Built in two days, the two ham radio stations created a vital link between the hospital at the Port-au-Prince airport and the Global Institute/Project Medishare’s Haiti Relief Task Force on the Miller School of Medicine campus. The stations enabled volunteers to coordinate dozens of patient transfers to the U.S. Navy hospital ship USNS Comfort, connect doctors at remote clinics with University specialists for emergency consults, convey landing coordinates for helicopter pilots conducting medical evacuations, and locate urgently needed supplies and equipment such as incubators for premature babies and food for children stranded at an isolated orphanage.

With the Haiti mission completed, Ripoll helped his alma mater get another station up and running. Using the returning equipment from Haiti, he worked with Michael J. Kelley and other hams at the Miller School to set up a permanent station at the Clinical Research Building on the medical campus. The aptly named K4UMH (University of Miami Hospital) began operating in early 2014 with local and international capabilities.


Julio Ripoll, seated, with Michael Kelley.

When UM built its tent hospital in Haiti, Kelley, at the time the University of Miami Medical Group’s vice chair for administration, became its chief administrative officer.

“We founded the K4UMH station after seeing firsthand its critical importance in Haiti. Now, staffed by a group of UM employees who are licensed operators, our role is to support the medical school leadership during a time of crisis,” Kelley explains.

It was in Haiti where Kelley, now executive director of strategic operations at Bascom Palmer Eye Institute and the Anne Bates Leach Eye Hospital, became a diehard ham fan. After earning his own amateur radio license, KJ4YDX, he signed on as a volunteer operator at the National Hurricane Center, where Ripoll has been coordinating ham radio operations for the past 35 years.

“Ham radio is a critical backup system used to support disaster response internationally and domestically,” Kelley says. “Cell towers lose power, telephone circuits get overloaded, and wires go down. That is why FEMA is increasing its dependence on what some view as an ‘old school’ technology—radio always works.”

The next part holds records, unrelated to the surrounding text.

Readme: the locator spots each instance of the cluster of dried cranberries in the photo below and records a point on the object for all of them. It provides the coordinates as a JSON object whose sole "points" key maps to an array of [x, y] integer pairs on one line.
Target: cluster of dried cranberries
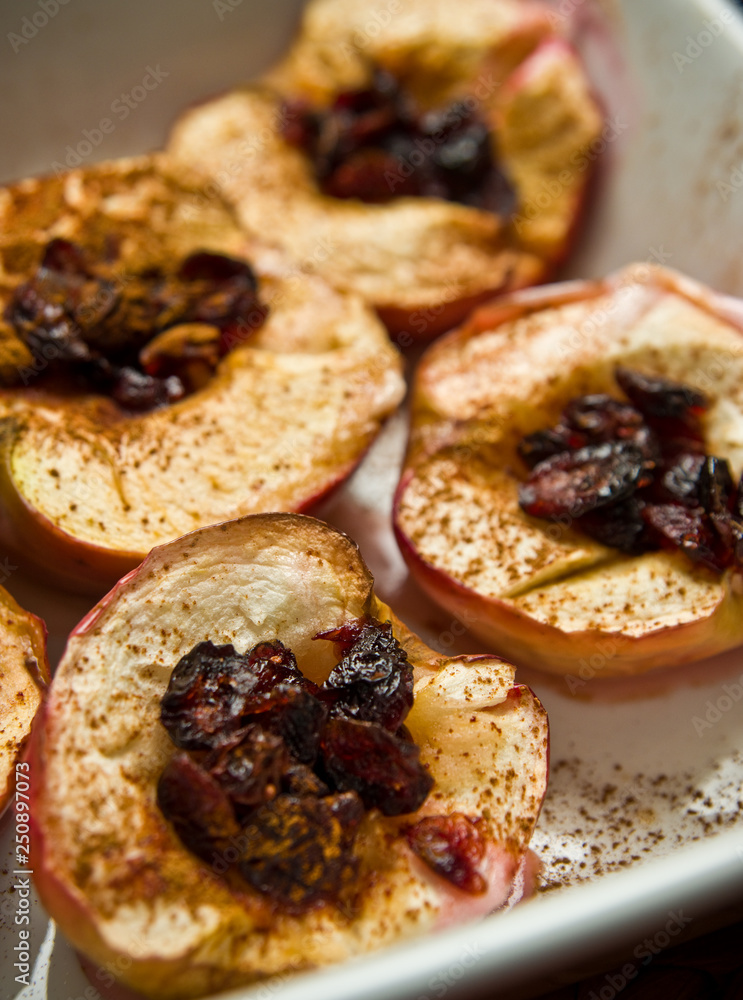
{"points": [[375, 145], [284, 769], [635, 475], [145, 339]]}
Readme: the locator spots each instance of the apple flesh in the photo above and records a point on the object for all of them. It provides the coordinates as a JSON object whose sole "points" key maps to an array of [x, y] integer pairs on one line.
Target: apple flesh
{"points": [[109, 867], [87, 489], [539, 591], [423, 263], [23, 681]]}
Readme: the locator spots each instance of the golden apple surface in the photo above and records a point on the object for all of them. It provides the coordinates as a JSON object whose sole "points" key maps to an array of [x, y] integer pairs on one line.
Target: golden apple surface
{"points": [[110, 868], [86, 488], [421, 261], [538, 591]]}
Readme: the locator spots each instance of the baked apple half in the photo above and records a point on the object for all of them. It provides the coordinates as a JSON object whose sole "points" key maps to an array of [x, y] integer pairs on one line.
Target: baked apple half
{"points": [[24, 675], [248, 766], [161, 371], [425, 156], [572, 479]]}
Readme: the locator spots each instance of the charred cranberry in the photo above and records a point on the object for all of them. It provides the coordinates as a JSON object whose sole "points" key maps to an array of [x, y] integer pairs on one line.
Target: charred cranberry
{"points": [[216, 269], [715, 486], [536, 447], [347, 634], [655, 396], [374, 681], [300, 780], [299, 851], [384, 770], [297, 716], [620, 525], [453, 847], [64, 257], [136, 391], [293, 785], [689, 530], [574, 483], [369, 174], [213, 688], [92, 323], [374, 144], [681, 498], [679, 479], [196, 805], [250, 772]]}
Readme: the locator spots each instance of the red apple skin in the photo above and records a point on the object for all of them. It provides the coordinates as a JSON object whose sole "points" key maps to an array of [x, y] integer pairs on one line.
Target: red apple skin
{"points": [[78, 919], [53, 556], [30, 631], [514, 634], [523, 640]]}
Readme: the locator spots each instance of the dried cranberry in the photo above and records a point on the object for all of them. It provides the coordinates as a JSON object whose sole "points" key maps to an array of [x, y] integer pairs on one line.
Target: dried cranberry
{"points": [[453, 847], [373, 144], [384, 770], [574, 483], [368, 174], [197, 806], [374, 681], [250, 772], [299, 851], [207, 694], [620, 525], [270, 664], [297, 716], [346, 634], [715, 486], [689, 530], [679, 480], [655, 396], [134, 390], [64, 257], [300, 780], [536, 447], [217, 269], [92, 324]]}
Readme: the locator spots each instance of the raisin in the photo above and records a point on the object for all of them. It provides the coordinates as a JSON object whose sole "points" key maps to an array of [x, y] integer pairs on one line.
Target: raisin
{"points": [[453, 847], [299, 851], [384, 770], [373, 682], [197, 806], [574, 483], [250, 772]]}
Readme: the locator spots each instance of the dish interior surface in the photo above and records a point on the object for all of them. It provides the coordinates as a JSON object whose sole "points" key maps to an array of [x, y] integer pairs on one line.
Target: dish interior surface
{"points": [[643, 769]]}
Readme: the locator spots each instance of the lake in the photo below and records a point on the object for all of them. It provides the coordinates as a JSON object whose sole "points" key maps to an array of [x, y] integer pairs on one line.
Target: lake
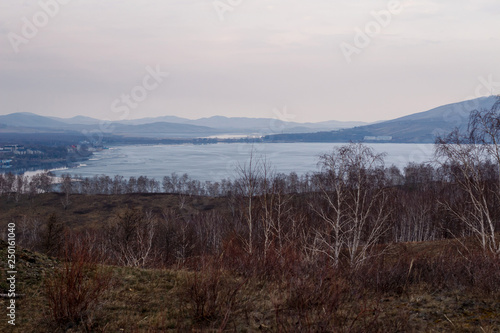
{"points": [[217, 161]]}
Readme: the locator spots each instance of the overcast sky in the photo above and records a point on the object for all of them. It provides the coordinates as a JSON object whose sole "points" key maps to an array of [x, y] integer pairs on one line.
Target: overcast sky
{"points": [[245, 57]]}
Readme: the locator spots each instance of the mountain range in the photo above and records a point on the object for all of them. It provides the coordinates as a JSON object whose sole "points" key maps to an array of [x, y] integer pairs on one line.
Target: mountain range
{"points": [[418, 127]]}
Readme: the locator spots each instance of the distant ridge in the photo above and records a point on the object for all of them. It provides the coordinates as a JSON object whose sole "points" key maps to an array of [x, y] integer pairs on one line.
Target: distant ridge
{"points": [[422, 127], [419, 127]]}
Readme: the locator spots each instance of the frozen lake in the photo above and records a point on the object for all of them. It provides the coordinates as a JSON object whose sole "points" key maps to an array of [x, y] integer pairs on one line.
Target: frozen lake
{"points": [[217, 161]]}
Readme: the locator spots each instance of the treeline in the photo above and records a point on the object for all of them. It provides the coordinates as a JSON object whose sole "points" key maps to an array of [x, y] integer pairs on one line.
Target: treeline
{"points": [[354, 204], [341, 214]]}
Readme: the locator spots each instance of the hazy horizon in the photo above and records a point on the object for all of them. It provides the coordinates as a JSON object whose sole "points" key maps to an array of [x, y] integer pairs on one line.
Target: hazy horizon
{"points": [[302, 62]]}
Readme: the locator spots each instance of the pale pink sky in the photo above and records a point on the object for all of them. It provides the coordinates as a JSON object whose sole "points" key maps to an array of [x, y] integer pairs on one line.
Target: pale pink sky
{"points": [[265, 54]]}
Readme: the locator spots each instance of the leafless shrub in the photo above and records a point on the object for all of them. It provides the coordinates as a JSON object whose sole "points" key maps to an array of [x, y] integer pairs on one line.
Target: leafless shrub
{"points": [[74, 292]]}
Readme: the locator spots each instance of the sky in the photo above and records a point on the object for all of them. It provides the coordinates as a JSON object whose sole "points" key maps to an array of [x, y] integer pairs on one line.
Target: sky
{"points": [[303, 61]]}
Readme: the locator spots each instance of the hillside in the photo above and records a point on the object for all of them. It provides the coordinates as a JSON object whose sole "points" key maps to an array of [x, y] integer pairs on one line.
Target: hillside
{"points": [[420, 127]]}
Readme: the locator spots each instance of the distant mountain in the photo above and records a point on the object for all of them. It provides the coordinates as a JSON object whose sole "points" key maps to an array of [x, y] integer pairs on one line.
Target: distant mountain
{"points": [[420, 127], [167, 126], [78, 120], [26, 119], [163, 129]]}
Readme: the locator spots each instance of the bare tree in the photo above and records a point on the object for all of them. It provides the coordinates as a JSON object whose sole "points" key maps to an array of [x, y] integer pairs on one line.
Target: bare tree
{"points": [[468, 155], [355, 202], [247, 186]]}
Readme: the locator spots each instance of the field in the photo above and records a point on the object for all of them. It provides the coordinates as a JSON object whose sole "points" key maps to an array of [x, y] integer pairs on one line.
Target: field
{"points": [[409, 287]]}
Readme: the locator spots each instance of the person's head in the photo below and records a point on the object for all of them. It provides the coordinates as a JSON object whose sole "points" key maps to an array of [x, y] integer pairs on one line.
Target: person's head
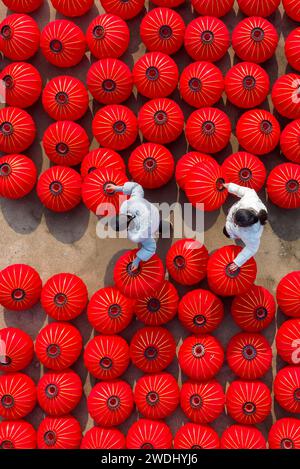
{"points": [[247, 217]]}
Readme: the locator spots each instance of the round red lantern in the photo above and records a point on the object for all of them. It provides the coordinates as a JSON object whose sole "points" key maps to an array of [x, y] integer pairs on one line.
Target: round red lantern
{"points": [[201, 84], [286, 95], [287, 388], [17, 130], [161, 120], [59, 393], [249, 355], [162, 30], [283, 185], [151, 165], [110, 403], [58, 345], [155, 75], [242, 437], [19, 37], [200, 311], [59, 188], [17, 396], [254, 310], [187, 261], [107, 36], [285, 434], [206, 38], [64, 296], [160, 307], [255, 39], [20, 287], [22, 83], [59, 433], [208, 130], [156, 396], [103, 438], [152, 349], [288, 294], [109, 311], [106, 357], [258, 131], [16, 349], [65, 98]]}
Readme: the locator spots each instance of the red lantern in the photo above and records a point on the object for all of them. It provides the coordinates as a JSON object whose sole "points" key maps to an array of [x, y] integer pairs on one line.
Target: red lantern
{"points": [[287, 388], [200, 311], [59, 433], [110, 81], [254, 310], [286, 95], [59, 188], [201, 357], [19, 37], [201, 84], [242, 437], [248, 402], [115, 126], [156, 396], [151, 165], [59, 393], [192, 436], [149, 434], [152, 349], [107, 357], [58, 345], [258, 131], [110, 403], [16, 349], [65, 98], [17, 435], [103, 438], [290, 141], [255, 39], [63, 43], [249, 355], [287, 341], [20, 287], [160, 307], [247, 85], [245, 169], [186, 164], [64, 296], [155, 75], [107, 36], [161, 120], [288, 294], [162, 30], [285, 434], [23, 84], [208, 130], [17, 396], [144, 281], [109, 311], [17, 176], [283, 185], [125, 10], [206, 38], [17, 130], [187, 261]]}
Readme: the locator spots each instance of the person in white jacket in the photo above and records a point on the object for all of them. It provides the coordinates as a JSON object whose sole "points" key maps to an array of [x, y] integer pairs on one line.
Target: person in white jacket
{"points": [[140, 218], [245, 221]]}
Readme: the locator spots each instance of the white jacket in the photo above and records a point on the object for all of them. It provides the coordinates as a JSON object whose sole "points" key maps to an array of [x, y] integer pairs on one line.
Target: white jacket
{"points": [[250, 235]]}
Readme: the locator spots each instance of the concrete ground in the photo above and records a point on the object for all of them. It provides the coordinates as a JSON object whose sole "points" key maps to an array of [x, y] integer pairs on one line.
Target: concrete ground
{"points": [[55, 243]]}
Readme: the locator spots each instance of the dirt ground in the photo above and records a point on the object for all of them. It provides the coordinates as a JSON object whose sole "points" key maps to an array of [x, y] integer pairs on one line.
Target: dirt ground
{"points": [[54, 243]]}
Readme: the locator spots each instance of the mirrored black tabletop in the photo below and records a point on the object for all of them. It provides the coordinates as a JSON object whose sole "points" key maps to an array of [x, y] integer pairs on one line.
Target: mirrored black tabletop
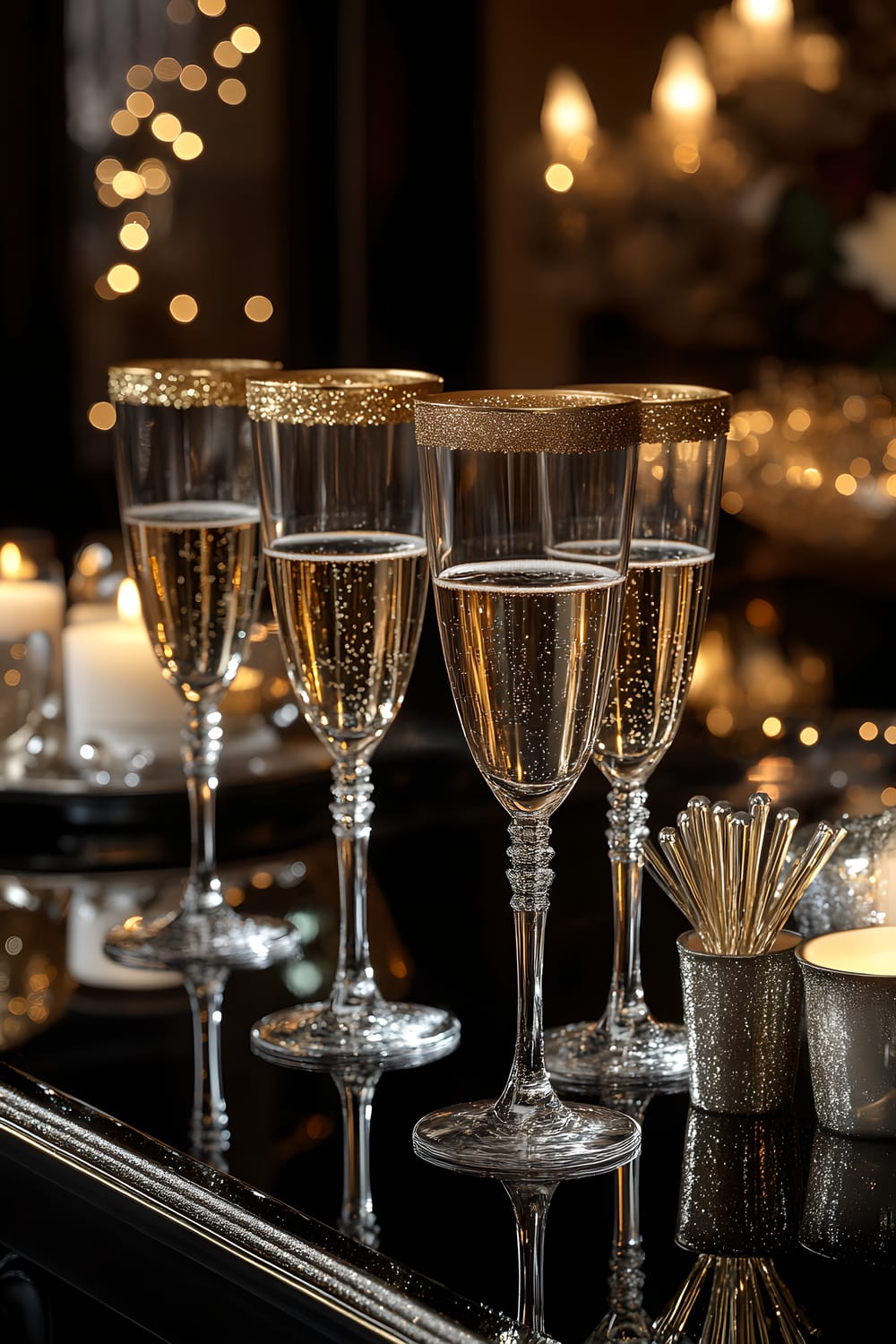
{"points": [[767, 1212]]}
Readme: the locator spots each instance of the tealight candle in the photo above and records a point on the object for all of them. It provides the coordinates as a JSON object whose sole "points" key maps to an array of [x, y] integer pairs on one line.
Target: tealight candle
{"points": [[27, 601], [115, 690], [866, 952], [849, 978]]}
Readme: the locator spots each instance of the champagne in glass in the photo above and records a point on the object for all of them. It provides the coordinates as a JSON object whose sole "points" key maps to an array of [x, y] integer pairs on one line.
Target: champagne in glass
{"points": [[668, 583], [343, 538], [509, 480], [188, 507]]}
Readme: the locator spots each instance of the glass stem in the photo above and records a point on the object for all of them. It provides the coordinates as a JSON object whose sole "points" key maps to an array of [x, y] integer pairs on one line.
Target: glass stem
{"points": [[357, 1090], [530, 875], [627, 816], [201, 753], [354, 986], [210, 1125], [530, 1203]]}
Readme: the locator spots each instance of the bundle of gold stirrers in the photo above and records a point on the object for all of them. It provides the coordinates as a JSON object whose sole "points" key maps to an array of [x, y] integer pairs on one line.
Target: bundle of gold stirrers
{"points": [[747, 1300], [731, 873]]}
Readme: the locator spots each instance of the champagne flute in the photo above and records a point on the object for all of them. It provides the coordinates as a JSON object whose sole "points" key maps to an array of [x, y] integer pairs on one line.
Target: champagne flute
{"points": [[190, 519], [676, 516], [528, 642], [341, 524]]}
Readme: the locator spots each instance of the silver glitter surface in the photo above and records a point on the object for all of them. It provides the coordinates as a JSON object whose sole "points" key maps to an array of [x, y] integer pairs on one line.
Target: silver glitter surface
{"points": [[743, 1018], [850, 1030], [848, 892], [740, 1183], [850, 1201]]}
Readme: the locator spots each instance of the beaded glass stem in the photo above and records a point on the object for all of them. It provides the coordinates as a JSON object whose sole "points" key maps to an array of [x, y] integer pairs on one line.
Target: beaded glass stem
{"points": [[676, 513], [509, 480]]}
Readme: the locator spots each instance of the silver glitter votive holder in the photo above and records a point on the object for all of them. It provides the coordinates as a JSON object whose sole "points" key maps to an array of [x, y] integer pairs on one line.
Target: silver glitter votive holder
{"points": [[743, 1021], [849, 981]]}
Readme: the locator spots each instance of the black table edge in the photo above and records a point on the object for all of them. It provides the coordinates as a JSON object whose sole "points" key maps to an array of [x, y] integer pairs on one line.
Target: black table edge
{"points": [[88, 1198]]}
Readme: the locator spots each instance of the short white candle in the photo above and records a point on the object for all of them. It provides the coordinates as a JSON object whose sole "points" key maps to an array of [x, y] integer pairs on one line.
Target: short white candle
{"points": [[115, 690], [90, 917], [27, 604], [871, 951]]}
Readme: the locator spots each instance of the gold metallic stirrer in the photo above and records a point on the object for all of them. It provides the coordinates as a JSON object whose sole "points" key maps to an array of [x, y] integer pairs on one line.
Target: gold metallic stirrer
{"points": [[727, 871]]}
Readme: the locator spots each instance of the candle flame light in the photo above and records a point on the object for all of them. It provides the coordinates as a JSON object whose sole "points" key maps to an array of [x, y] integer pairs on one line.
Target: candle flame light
{"points": [[764, 16], [683, 99], [568, 120], [13, 564], [128, 602]]}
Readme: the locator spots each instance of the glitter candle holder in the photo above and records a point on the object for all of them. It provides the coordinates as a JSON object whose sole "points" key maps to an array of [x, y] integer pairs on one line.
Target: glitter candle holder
{"points": [[743, 1016], [849, 983]]}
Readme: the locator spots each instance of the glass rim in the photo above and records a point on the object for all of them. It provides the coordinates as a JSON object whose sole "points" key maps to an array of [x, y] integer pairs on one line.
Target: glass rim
{"points": [[533, 419], [182, 382], [675, 411], [339, 395]]}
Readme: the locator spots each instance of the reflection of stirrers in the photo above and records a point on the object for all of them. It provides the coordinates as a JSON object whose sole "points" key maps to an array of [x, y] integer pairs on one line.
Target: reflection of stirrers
{"points": [[727, 870], [745, 1297]]}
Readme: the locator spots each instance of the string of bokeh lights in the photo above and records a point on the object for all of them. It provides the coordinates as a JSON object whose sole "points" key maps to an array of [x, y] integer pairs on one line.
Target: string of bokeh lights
{"points": [[117, 185]]}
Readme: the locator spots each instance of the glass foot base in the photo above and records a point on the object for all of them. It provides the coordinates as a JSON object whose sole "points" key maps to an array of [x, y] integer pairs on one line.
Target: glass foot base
{"points": [[212, 940], [586, 1056], [562, 1142], [387, 1034]]}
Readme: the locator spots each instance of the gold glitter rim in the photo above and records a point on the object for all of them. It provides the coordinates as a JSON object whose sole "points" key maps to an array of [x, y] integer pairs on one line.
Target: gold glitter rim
{"points": [[185, 382], [532, 419], [675, 413], [340, 395]]}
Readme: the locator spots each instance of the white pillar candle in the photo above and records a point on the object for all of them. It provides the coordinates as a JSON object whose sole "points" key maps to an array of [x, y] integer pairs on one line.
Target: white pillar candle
{"points": [[27, 602], [115, 690]]}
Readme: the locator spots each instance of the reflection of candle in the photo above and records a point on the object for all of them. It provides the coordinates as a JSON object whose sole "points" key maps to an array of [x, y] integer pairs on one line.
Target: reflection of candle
{"points": [[27, 602], [683, 99], [116, 694], [868, 952]]}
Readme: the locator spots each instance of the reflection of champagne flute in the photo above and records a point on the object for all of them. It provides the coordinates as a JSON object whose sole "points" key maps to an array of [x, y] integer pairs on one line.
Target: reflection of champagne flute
{"points": [[626, 1319], [667, 593], [343, 527], [357, 1085], [528, 642]]}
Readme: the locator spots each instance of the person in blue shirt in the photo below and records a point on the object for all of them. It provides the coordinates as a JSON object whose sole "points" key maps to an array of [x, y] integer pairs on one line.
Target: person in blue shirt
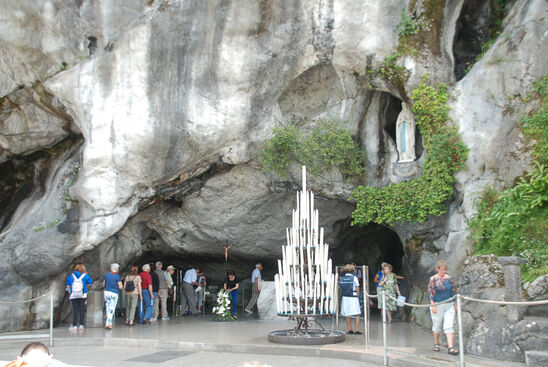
{"points": [[112, 285], [78, 298], [441, 287]]}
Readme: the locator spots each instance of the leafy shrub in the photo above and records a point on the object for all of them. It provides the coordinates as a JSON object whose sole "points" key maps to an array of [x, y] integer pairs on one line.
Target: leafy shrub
{"points": [[415, 200], [328, 145], [411, 25]]}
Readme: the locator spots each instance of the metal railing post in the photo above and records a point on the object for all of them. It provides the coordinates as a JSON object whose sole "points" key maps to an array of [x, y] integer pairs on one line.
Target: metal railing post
{"points": [[385, 353], [459, 319], [365, 318], [51, 318], [336, 296]]}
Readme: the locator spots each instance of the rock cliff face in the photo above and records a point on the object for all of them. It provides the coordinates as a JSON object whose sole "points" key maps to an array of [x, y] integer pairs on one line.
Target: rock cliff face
{"points": [[130, 131]]}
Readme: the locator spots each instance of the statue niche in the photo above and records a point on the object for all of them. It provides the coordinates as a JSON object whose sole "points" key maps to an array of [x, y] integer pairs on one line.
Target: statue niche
{"points": [[405, 135]]}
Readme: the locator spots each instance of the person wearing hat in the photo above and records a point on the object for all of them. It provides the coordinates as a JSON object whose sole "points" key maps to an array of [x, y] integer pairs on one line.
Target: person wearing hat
{"points": [[162, 293], [169, 272], [112, 285], [379, 275]]}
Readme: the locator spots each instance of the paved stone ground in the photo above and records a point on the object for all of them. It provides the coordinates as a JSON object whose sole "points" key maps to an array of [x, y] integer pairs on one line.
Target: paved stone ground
{"points": [[240, 343]]}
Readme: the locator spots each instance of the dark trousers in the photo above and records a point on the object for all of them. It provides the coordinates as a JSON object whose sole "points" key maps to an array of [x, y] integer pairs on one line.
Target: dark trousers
{"points": [[78, 311], [234, 301]]}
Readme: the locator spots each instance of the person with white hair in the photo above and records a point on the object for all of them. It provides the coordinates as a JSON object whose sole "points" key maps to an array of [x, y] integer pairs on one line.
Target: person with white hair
{"points": [[36, 354], [111, 287], [162, 293], [256, 285]]}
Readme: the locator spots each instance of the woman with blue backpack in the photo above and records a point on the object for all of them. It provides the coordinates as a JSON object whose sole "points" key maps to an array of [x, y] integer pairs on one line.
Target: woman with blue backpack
{"points": [[77, 285], [112, 285], [350, 304]]}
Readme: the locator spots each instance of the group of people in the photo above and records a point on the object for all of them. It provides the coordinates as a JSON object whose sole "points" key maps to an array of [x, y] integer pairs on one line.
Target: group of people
{"points": [[232, 285], [146, 291], [149, 291], [441, 288]]}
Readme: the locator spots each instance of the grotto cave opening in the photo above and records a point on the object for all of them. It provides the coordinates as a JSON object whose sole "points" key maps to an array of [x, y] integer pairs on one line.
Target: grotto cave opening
{"points": [[369, 245], [471, 34]]}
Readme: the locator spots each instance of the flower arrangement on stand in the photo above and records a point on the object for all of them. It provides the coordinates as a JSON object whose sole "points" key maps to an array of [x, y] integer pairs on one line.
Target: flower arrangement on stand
{"points": [[223, 311]]}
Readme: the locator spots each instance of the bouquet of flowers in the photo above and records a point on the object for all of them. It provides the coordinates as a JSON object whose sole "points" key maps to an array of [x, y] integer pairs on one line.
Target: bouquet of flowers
{"points": [[223, 311]]}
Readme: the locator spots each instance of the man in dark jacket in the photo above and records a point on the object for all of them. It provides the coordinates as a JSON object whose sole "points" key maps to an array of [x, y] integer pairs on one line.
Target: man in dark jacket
{"points": [[155, 288]]}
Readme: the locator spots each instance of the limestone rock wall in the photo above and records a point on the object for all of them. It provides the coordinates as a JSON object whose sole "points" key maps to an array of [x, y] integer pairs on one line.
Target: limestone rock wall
{"points": [[131, 128]]}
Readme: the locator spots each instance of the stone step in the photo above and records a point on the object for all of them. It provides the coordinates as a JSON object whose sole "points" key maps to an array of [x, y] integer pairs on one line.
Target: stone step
{"points": [[536, 358], [537, 323]]}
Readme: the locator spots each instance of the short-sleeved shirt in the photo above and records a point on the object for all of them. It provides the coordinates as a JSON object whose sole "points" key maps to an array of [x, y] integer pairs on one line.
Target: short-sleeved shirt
{"points": [[231, 283], [190, 276], [162, 277], [355, 282], [111, 282], [155, 282], [380, 274], [86, 280], [146, 280], [440, 289], [136, 281], [256, 274]]}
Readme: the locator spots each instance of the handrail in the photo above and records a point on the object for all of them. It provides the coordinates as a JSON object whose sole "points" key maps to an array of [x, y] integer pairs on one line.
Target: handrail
{"points": [[50, 294], [457, 298], [26, 301]]}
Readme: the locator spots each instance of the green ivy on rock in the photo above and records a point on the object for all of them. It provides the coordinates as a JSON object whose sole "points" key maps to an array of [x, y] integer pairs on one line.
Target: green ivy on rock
{"points": [[415, 200], [515, 221], [326, 146]]}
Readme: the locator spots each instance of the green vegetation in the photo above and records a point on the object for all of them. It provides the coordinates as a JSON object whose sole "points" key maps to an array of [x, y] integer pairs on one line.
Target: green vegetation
{"points": [[515, 221], [328, 145], [410, 26], [66, 182], [415, 200]]}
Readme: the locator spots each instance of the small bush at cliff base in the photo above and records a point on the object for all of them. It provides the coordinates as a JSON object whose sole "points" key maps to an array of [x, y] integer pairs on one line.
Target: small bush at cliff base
{"points": [[515, 221], [324, 147]]}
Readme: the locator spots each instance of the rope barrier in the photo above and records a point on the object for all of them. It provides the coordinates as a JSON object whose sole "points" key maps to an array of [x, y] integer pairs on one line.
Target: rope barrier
{"points": [[413, 304], [26, 301], [452, 299], [516, 303]]}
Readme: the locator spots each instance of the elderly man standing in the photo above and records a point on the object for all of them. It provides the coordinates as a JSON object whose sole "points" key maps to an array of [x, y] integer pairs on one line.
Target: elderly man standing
{"points": [[188, 295], [256, 285], [162, 293]]}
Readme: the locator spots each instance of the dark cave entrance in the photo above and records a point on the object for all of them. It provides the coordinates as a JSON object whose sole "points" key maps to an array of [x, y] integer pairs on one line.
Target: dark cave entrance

Ripoll, a Miami architect specializing in medical facilities, couldn’t agree more.

“The Haiti amateur radio mission for UM/Medishare was the pinnacle of my ham radio career. It used everything I had learned over the previous three decades about volunteer organization, radio equipment and antennas, emergency communications, radio island expedition skills, and even governmental diplomacy,” he says, reflecting proudly on his unique ability to aid UM’s emergency efforts. “All the volunteers with our group took time away from work and family, took personal risks, and made many sacrifices for this mission. Our reward was knowing that what we did helped the UM medical team save lives.”

Five years after the quake, UM’s connection with Haiti remains loud and clear.

“There are several active ham radio operators we frequently maintain contact with in Haiti,” says Ripoll. Chief among them is Jean-Robert Gaillard (HH2JR) Ripoll’s longtime contact who was the first ham radio operator on the air from Haiti shortly after the earthquake. As president of the Radio Club d’Haiti, Gaillard helped Ripoll with technical support and governmental licensing for the Haiti station. He also continues to provide critical surface reports from Haiti to the National Hurricane Center during major storms.

Coincidentally, says Ripoll, when K4UMH conducted its first radio check last year using a worldwide frequency for ships at sea and emergencies, it was Gaillard who answered the call—“with a strong signal.”